Roger Clemens spoke under oath for about five hours to congressional lawyers yesterday, then said he told them he did not use performance-enhancing drugs.

"I just want to thank the committee, the staff that I just met with. They were very courteous," Clemens said after emerging from the offices of the House Committee on Oversight and Government Reform.

"It was great to be able to tell them what I've been saying all along -- that I've never used steroids or growth hormone," the seven-time Cy Young Award winner said.

Clemens did not take questions from reporters. Carrying a black briefcase and accompanied by two attorneys, Clemens headed to an elevator to exit the building.

Someone down the marble hallway at the Rayburn House Office Building yelled out the pitcher's nickname, "Rocket!" That drew a quick wave of a hand from Clemens as he stepped into the wood-paneled elevator.

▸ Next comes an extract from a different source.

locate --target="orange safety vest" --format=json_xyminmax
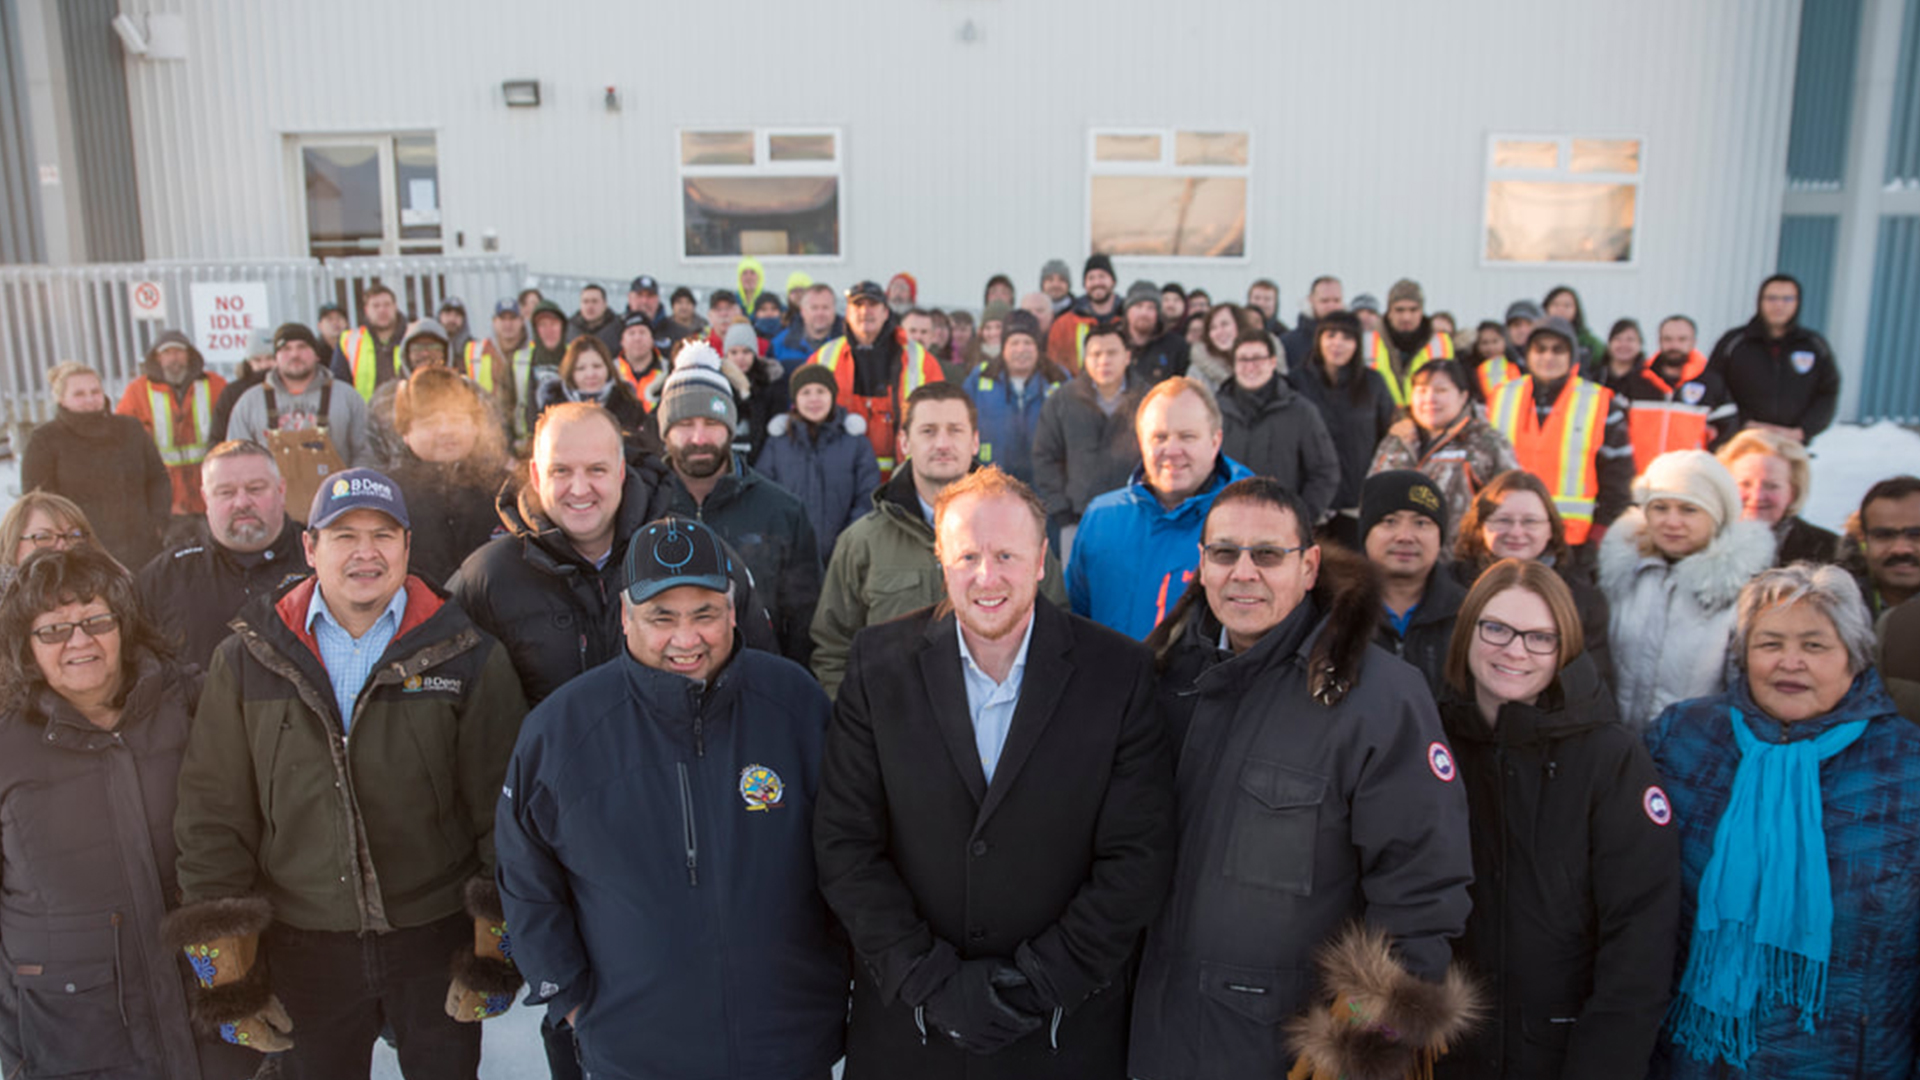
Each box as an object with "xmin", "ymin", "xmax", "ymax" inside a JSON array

The 45-year-old pitcher ranks eighth in major league history with 354 career wins. He put off retirement yet again in 2007, returning to the Yankees in June and going 6-6 with a 4.18 ERA.

His closed-door, sworn testimony on Capitol Hill came one day after his Yankees teammate and workout partner, Andy Pettitte, gave a deposition to committee staff for 2 1/2 hours.

Both players' interviews are part of preparation for a Feb. 13 hearing, a public session expected to focus on allegations made in the Mitchell report by trainer Brian McNamee that he injected Clemens more than a dozen times with human growth hormone and steroids in 1998, 2000 and 2001.

"I look forward to being here, I guess in this room, next week," Clemens said in his 25-second statement after the deposition.

He has chosen various ways to strongly deny what McNamee said, including a taped TV interview, a live news conference and, repeatedly, through his lawyers.

Yesterday's deposition was the first time Clemens addressed the allegations under oath -- meaning it also was the first time he faced legal risk if he were to make false statements.

This is the same House panel that asked the Justice Department last month to look into whether 2002 AL MVP Miguel Tejada lied when he told committee investigators in 2005 that he never took performance- enhancing drugs and had no knowledge of other players using or talking about steroids. The FBI's field office in Washington is handling that inquiry.